Sie werden sich wahrscheinlich mit kosmetischen Änderungen zufrieden geben, doch gegenüber den Demokraten im Senat wird Bush wohl Zugeständnisse machen müssen. Die Republikaner haben dort zwar die Mehrheit, aber die Demokraten halten eine Sperrminorität. Und nachdem die Demokraten die Kongresswahlen im November (Jungle World, 47/02) verloren haben, gibt es für sie wenig Grund, Kompromissbereitschaft zu zeigen. Demokratische Anwärter auf die Präsidentschaft sehen hier eine gute Gelegenheit, sich im Hinblick auf die im Jahr 2004 stattfindenden Wahlen zu profilieren. Sie laufen, allen voran der linksliberale Howard Dean, ein ehemaliger Gouverneur von Vermont, Sturm gegen den Plan Bushs.
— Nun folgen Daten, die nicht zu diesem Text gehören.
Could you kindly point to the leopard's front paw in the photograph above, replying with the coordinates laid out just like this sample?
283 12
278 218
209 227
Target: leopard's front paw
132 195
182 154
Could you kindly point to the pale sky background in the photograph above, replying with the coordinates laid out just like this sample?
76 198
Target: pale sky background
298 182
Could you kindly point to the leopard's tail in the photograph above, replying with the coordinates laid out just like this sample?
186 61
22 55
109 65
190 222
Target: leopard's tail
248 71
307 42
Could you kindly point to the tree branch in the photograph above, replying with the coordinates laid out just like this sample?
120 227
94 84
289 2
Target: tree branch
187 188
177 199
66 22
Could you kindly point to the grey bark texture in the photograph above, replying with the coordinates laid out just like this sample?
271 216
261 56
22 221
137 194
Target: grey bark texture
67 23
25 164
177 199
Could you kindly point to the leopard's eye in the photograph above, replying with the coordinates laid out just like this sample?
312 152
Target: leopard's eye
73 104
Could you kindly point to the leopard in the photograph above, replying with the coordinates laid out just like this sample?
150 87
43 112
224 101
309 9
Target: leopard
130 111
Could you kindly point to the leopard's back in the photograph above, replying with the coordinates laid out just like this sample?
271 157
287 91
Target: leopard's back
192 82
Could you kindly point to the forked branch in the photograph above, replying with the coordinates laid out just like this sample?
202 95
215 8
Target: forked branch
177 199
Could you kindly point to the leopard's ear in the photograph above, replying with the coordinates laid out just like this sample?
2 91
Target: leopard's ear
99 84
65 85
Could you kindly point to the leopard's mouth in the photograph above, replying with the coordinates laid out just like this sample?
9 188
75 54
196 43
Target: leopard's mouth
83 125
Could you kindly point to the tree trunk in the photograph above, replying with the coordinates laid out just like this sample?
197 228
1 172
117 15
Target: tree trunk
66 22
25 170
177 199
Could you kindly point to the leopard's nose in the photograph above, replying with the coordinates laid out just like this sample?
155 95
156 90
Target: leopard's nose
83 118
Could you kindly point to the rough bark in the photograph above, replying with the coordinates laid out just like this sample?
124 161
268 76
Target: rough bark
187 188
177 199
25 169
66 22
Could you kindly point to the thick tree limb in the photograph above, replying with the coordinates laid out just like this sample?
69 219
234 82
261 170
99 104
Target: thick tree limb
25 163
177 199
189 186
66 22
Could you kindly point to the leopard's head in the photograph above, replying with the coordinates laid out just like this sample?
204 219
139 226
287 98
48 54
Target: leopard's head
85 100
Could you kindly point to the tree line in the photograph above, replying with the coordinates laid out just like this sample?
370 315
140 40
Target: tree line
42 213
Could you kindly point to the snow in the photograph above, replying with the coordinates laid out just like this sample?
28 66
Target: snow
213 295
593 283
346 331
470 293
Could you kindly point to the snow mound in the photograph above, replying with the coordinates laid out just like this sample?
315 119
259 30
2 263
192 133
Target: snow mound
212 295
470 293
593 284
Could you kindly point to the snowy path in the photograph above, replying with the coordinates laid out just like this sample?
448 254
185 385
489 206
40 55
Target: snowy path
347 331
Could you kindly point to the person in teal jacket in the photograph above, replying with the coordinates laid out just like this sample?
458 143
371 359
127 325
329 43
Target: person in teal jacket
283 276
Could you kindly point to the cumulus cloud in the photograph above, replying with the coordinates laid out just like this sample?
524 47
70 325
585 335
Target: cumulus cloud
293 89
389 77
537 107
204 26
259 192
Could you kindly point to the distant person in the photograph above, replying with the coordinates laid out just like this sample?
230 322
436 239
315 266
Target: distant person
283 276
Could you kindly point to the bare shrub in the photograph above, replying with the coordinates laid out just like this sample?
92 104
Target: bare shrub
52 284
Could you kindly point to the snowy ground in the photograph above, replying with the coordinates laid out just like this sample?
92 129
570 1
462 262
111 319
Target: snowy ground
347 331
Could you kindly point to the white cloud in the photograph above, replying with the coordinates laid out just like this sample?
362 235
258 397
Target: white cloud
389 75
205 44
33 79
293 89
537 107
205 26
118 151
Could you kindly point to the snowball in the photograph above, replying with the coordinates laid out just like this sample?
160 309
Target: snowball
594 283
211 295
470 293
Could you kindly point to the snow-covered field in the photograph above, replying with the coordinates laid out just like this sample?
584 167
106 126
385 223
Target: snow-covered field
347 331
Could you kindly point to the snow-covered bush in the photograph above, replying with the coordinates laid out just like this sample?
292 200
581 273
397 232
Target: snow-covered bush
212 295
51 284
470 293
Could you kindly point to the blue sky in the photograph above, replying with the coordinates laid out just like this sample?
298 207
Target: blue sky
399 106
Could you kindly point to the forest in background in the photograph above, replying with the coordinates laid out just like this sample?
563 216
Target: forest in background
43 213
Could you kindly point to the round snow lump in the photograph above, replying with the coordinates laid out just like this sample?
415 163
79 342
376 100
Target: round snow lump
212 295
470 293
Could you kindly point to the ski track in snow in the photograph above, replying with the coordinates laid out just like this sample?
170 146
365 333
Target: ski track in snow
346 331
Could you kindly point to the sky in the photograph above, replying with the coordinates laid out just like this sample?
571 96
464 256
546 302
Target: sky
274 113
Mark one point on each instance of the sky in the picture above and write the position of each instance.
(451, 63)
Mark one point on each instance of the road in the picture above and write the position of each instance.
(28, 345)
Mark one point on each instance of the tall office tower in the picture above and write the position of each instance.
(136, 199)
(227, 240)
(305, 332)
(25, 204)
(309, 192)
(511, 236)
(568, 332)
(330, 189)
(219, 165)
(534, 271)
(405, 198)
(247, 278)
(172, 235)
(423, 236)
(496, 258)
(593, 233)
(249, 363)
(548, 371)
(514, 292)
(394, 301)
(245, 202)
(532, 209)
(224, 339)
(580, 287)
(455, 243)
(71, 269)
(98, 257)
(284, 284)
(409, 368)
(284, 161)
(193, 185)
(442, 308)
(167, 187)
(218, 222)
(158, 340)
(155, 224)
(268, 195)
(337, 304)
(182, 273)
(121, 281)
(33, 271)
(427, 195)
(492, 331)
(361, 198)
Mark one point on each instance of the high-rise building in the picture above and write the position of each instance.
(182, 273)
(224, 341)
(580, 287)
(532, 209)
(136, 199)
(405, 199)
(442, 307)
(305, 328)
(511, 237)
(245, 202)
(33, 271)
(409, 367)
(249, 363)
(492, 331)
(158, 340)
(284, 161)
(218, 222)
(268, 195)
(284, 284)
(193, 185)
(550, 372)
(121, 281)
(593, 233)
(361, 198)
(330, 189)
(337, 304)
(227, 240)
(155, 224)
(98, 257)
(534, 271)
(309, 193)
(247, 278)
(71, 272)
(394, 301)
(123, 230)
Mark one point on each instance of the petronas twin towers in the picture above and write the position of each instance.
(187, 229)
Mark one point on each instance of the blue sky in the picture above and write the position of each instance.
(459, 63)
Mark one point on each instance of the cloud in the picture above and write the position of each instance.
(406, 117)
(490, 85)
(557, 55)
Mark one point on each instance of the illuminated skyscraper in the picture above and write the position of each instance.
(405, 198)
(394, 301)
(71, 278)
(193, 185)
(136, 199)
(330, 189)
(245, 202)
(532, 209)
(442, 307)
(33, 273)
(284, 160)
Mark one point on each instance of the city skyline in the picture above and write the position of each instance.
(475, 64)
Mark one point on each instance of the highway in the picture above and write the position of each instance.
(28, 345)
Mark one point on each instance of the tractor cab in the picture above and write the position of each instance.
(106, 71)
Allerdings kann Bush ihre Angriffe aus einer Position der Stärke erwarten und dürfte in der Lage sein, große Teile seines Plans zu verwirklichen. Die Wirtschaftsdaten sind schlecht, die Arbeitslosigkeit ist mit sechs Prozent relativ hoch, es ist ein kalter Winter, und die Benzinpreise sind in letzter Zeit dramatisch gestiegen. Bush kann sich nun, gestärkt durch den Sieg bei den Kongresswahlen, als energisch zupackender Präsident präsentieren.
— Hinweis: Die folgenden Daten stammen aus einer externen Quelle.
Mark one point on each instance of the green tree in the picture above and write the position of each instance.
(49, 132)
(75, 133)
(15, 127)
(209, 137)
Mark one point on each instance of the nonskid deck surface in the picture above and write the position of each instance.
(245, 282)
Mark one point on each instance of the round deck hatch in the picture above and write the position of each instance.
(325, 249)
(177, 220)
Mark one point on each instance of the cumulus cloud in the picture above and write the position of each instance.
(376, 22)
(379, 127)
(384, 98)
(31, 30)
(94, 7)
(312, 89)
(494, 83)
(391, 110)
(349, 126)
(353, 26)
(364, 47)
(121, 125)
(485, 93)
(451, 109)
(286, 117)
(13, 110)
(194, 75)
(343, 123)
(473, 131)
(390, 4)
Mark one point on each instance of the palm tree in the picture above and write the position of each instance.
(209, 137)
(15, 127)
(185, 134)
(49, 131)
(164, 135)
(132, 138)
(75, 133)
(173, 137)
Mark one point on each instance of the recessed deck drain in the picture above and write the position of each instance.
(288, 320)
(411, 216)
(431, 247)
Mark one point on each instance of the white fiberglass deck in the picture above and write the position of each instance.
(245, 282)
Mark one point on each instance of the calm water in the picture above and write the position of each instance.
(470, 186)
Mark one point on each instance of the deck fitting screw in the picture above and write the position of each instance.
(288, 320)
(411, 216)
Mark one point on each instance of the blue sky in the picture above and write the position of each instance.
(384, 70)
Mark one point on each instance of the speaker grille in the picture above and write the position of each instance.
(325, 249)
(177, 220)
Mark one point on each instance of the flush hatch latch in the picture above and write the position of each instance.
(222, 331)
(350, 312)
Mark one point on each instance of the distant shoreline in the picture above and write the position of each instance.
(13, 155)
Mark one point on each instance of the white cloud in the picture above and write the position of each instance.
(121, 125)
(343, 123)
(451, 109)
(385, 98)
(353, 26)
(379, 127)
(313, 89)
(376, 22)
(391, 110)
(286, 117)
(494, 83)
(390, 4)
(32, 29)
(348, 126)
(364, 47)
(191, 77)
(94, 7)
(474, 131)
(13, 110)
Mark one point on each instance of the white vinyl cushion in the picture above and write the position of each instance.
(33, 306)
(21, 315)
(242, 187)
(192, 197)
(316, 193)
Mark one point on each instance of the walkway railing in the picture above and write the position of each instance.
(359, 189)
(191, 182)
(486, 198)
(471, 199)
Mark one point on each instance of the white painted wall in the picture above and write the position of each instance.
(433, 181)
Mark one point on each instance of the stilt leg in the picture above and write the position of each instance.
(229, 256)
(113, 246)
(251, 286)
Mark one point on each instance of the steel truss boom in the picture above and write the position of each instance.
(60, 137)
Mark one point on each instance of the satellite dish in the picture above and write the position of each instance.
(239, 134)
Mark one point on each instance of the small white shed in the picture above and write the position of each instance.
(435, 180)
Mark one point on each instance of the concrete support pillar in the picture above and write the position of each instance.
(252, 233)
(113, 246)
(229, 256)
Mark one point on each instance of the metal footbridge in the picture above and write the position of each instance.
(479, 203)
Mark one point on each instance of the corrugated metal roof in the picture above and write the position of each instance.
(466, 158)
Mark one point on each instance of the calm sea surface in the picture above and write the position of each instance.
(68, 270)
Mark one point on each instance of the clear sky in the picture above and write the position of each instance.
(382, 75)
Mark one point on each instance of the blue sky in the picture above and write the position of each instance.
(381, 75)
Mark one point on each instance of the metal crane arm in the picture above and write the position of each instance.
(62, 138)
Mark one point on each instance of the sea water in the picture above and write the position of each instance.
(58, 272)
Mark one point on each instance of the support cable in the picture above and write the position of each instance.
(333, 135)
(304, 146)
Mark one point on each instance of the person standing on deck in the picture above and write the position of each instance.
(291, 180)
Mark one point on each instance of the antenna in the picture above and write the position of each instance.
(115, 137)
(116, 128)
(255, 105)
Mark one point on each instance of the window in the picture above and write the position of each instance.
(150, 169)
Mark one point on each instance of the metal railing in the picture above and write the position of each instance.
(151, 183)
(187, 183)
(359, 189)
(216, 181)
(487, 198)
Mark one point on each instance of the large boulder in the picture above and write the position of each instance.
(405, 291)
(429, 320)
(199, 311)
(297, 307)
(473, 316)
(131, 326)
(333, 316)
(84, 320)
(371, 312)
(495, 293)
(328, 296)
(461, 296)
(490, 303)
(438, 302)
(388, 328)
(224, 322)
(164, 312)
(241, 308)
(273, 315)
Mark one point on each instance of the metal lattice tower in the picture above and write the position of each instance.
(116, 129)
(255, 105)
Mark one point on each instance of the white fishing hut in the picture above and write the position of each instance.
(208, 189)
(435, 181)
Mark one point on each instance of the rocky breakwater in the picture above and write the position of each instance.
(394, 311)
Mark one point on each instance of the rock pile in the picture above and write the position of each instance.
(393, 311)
Vor allem hat er bislang erfolgreich das innenpolitische Thema der Wirtschaftskrise und den »Krieg gegen den Terror«, zu dem nach Ansicht der US-Regierung auch der geplante Angriff auf den Irak gehört, miteinander verbinden können. Diese Strategie, alle politischen Fragen mit dem 11. September in Verbindung zu bringen, setzte er auch in der Rede fort, die seine Wirtschaftspläne verkündete: »Wir begegnen den Herausforderungen an Amerika. Wir stärken unsere Wirtschaft, und wir bringen die Schlacht zu unseren Feinden. Und wir werden unsere Arbeit nicht zur Hälfte ungetan lassen. In den kommenden Monaten werden wir uns jeder Bedrohung der Sicherheit und der Unversehrtheit des amerikanischen Volkes stellen. Wir werden vorwärtsdrängen, um unsere (wirtschaftliche) Erholung in dauerhaftes Wachstum zu verwandeln.«

Implizit wird die Zustimmung zu seiner Wirtschaftspolitik zur patriotischen Pflicht erklärt, vergleichbar dem Vorgehen bei der Einführung neuer Gesetze, die die Bürgerrechte einschränken. Bislang hat Bush mit dieser Politik keinerlei Niederlagen einstecken müssen. Und Gewinner sind in den USA nur schwer zu bremsen.